The Court also notes that it is clear from the documents, taken as a whole, that Plaza Resort intended to transfer interests in real property to the purchasers and that the purchasers intended to acquire an interest in real property. The purchase contracts clearly evince a sale of the timeshare interests, with title to the unit weeks being free and clear of all encumbrances except taxes and assessments. Title was also transferred in perpetuity, unlike a right to use interest that grants a contractual right to use a vacation facility for a specified number of years. And while the original first mortgage holder was not the issuer of the public offering statement nor the purchase contracts, the lender had to have been aware of the contents, with the public offering statement issued one month after the mortgage was executed. The purchase contracts did not take the form of public deeds nor were they presented for recordation in the Registry of Property, but “we must remember the general principle that the registry does not give or take away rights.” P.R. Prod. Credit Assoc. v. Registrador, 123 D.P.R. 231, 23 P.R. Offic. Trans. 213 ([P.R.] 1989). These documents define the ownership interest of the purchasers; an interest that was acquired through the execution of a private document. See Segarra v. Vda. de Llorens, 99 D.P.R. 60 (P.R. 1970).

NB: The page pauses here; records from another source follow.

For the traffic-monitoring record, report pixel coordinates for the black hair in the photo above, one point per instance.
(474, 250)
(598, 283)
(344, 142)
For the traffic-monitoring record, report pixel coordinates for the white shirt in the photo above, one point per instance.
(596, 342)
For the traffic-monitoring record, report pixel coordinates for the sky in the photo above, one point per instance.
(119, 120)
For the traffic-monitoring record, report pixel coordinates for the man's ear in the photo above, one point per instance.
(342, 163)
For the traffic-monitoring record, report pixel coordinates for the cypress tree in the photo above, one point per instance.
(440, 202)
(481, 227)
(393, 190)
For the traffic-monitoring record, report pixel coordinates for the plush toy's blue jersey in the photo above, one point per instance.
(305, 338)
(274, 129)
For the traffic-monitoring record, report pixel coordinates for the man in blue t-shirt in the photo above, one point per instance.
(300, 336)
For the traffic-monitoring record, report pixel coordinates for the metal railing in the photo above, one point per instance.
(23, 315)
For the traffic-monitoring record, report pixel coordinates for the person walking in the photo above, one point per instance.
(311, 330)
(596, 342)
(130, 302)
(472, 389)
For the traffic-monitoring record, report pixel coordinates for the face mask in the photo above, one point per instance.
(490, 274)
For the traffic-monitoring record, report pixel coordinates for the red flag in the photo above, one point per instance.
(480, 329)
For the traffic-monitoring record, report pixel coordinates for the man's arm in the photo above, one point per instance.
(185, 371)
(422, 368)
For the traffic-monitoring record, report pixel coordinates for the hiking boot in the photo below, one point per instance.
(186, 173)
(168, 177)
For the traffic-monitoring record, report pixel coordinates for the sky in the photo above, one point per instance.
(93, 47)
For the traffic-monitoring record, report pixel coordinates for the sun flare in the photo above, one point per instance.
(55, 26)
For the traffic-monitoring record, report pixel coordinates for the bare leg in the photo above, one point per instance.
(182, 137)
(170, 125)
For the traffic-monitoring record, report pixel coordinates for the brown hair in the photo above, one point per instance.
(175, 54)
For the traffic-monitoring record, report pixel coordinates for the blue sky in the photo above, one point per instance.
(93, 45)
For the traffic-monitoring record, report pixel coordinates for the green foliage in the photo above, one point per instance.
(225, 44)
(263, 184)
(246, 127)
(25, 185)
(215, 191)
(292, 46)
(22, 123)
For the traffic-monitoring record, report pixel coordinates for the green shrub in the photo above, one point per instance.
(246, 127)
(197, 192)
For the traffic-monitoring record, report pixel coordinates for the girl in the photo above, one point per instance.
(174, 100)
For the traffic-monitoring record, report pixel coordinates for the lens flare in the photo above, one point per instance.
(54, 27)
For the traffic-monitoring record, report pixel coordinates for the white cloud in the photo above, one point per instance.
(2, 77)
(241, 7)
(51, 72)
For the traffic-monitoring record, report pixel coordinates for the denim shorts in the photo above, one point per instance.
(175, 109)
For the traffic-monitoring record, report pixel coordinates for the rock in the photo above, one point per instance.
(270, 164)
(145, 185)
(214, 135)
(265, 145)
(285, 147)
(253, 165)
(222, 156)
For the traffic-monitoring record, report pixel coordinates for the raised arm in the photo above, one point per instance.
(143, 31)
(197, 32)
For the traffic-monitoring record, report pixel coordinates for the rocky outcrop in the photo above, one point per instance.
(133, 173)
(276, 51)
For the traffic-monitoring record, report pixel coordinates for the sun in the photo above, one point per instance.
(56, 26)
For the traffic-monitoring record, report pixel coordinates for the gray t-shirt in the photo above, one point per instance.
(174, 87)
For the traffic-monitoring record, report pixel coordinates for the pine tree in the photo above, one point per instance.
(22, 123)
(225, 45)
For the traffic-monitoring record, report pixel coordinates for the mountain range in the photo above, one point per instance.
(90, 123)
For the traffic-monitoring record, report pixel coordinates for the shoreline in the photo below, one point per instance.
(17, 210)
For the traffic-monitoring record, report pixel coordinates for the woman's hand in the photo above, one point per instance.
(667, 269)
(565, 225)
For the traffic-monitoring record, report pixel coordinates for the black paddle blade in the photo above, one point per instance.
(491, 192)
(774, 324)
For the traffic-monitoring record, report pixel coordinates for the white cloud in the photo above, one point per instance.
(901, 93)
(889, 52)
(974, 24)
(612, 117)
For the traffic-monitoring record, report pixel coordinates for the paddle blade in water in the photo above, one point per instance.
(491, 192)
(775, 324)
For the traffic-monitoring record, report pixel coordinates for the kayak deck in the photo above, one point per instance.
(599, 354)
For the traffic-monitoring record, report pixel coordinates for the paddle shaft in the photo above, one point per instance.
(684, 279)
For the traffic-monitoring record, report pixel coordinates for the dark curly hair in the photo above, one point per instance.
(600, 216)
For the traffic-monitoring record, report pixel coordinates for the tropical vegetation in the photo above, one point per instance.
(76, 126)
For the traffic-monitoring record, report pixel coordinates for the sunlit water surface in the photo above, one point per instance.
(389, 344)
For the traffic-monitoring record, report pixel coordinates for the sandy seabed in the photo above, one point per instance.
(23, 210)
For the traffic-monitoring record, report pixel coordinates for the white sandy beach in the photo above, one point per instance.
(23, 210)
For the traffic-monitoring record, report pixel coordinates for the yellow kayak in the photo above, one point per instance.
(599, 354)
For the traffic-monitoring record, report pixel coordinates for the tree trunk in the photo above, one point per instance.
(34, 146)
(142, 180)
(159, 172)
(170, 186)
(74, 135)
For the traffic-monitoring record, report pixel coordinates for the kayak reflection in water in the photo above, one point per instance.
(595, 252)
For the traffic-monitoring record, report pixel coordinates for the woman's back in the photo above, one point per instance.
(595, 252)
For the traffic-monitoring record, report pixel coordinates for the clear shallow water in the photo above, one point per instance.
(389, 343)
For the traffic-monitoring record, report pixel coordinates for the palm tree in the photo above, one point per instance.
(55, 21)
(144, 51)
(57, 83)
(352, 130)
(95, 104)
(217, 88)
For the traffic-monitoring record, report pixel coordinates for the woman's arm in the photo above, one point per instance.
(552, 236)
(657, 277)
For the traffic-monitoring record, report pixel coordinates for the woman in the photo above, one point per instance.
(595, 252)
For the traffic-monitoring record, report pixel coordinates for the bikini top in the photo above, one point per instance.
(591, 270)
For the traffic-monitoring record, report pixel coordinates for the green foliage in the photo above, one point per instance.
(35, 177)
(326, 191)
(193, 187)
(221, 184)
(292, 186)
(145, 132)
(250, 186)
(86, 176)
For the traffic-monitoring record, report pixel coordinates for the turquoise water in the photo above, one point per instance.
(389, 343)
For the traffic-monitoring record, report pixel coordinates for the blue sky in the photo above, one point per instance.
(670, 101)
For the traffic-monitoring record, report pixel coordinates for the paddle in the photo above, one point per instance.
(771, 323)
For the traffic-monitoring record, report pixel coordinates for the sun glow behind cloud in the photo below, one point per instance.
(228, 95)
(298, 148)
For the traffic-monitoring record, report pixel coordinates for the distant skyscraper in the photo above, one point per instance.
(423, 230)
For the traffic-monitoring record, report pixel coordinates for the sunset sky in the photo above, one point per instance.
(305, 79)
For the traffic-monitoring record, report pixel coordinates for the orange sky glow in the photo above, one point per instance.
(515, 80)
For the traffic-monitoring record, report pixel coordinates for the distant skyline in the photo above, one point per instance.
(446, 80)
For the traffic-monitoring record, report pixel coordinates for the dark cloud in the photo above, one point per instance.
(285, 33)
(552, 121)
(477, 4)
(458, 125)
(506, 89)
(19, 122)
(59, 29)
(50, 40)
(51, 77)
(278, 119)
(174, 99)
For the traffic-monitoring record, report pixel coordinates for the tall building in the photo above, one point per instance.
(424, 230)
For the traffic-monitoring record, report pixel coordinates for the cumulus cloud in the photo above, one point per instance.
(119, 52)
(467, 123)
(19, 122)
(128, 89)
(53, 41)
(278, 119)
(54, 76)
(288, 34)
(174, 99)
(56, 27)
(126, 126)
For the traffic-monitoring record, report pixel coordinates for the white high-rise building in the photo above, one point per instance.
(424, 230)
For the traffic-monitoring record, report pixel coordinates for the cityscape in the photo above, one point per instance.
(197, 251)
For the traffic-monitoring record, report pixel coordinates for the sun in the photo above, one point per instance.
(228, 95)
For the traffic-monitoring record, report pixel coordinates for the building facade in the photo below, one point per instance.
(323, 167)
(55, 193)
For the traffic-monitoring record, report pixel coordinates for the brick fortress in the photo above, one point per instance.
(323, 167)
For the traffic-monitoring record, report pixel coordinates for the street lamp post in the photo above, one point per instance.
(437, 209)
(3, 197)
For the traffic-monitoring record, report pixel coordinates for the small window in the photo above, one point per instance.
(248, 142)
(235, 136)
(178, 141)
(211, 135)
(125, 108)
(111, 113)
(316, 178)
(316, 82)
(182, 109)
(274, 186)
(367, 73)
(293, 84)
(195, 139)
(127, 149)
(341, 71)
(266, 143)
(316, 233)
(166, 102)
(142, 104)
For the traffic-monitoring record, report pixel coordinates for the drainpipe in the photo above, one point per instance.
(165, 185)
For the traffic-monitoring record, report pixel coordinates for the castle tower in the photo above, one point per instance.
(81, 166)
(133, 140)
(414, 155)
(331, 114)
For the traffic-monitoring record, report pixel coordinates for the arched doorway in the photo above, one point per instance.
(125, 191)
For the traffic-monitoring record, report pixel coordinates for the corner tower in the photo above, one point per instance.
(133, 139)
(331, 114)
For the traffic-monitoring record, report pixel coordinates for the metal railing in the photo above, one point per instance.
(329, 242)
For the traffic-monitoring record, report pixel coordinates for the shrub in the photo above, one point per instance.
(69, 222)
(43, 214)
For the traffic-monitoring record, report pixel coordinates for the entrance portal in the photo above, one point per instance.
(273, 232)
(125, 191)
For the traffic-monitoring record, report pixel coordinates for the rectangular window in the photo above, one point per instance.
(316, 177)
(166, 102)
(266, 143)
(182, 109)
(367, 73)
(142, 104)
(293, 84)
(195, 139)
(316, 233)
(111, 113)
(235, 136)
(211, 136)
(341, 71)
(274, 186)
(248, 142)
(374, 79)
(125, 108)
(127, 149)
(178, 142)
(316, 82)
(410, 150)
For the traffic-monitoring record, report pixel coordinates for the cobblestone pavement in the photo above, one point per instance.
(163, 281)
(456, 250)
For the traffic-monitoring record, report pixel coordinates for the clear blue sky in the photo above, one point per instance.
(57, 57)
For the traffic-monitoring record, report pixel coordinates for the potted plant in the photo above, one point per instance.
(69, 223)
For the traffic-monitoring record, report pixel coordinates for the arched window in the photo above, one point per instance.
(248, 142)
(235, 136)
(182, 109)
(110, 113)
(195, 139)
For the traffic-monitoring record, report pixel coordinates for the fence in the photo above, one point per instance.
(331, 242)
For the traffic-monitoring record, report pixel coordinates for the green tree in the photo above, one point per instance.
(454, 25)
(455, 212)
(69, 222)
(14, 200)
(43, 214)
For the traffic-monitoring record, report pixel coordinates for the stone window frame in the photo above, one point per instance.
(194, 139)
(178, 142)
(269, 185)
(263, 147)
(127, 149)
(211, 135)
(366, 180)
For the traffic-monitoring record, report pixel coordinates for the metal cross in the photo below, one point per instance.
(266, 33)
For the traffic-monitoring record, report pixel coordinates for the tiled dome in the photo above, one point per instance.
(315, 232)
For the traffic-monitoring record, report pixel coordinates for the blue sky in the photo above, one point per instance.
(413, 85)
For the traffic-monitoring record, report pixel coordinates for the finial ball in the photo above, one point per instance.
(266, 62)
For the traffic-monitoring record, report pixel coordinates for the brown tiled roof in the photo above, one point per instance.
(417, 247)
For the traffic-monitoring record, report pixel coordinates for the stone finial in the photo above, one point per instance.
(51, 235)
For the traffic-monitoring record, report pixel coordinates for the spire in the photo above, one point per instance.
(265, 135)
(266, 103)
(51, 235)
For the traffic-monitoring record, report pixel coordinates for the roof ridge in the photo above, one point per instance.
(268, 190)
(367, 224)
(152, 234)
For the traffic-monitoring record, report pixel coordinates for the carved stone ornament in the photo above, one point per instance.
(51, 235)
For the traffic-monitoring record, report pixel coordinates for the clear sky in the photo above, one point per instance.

For these reasons, the Court concludes that the Laws of Puerto Rico regarding Timeshares and Vacation Clubs and the subordination agreement included in Deed of Mortgage No. 9, safeguard these purchasers and that Scotiabank’s lien is subordinated to their ownership interests.
After Scotiabank filed a motion for final judgment and a Rule 54(b) certification, on July 20, 2011, the bankruptcy court entered a Final Judgment (“the Judgment”) which stated: “Judgment is hereby entered in favor of all remaining defendants and the complaint dismissed for the reasons stated in the Decision and Order of even date [(“the July 20 Opinion”)], which is incorporated and made part of this judgment.” In the July 20 Opinion, the court vacated all of the defaults previously entered, reasoning that: (1) “a default is not an absolute confession of liability;” and (2) it had already determined in the May 2011 Opinion that “Scotiabank’s lien [was] subordinated to the ownership interests of all defendants.” The court also noted:
This is an unusual case in that Scotiabank, while denying that the defendants have an ownership interest or secured claims against the time-share units, admits that the defendants have the right to use and occupancy in perpetuity. The [D]ebtor[’]s plan of reorganization, however, is premised on the purchase and reconstruction of the [D]ebtor’s realty into a 51-room hotel for medical tourism
which wil preclude the defendants from having any rights against the property, if it is determined on appeal that Scotiabank’s lien is not subordinated to the ownership interests of the defendants or in the concurrent appeal, that their claims are not secured. Moreover, the Court has already entered judgment in favor of two of the defendants. Under these circumstances, the Court concludes that not only can default judgment not enter against the remaining defendants, as the Court has already rejected the allegations of the complaint, but that all defendants are entitled to judgment as a matter of law. Any other result would indefinitely delay final resolution of this adversary proceeding and hamper the [D]ebtor’s reorganization efforts.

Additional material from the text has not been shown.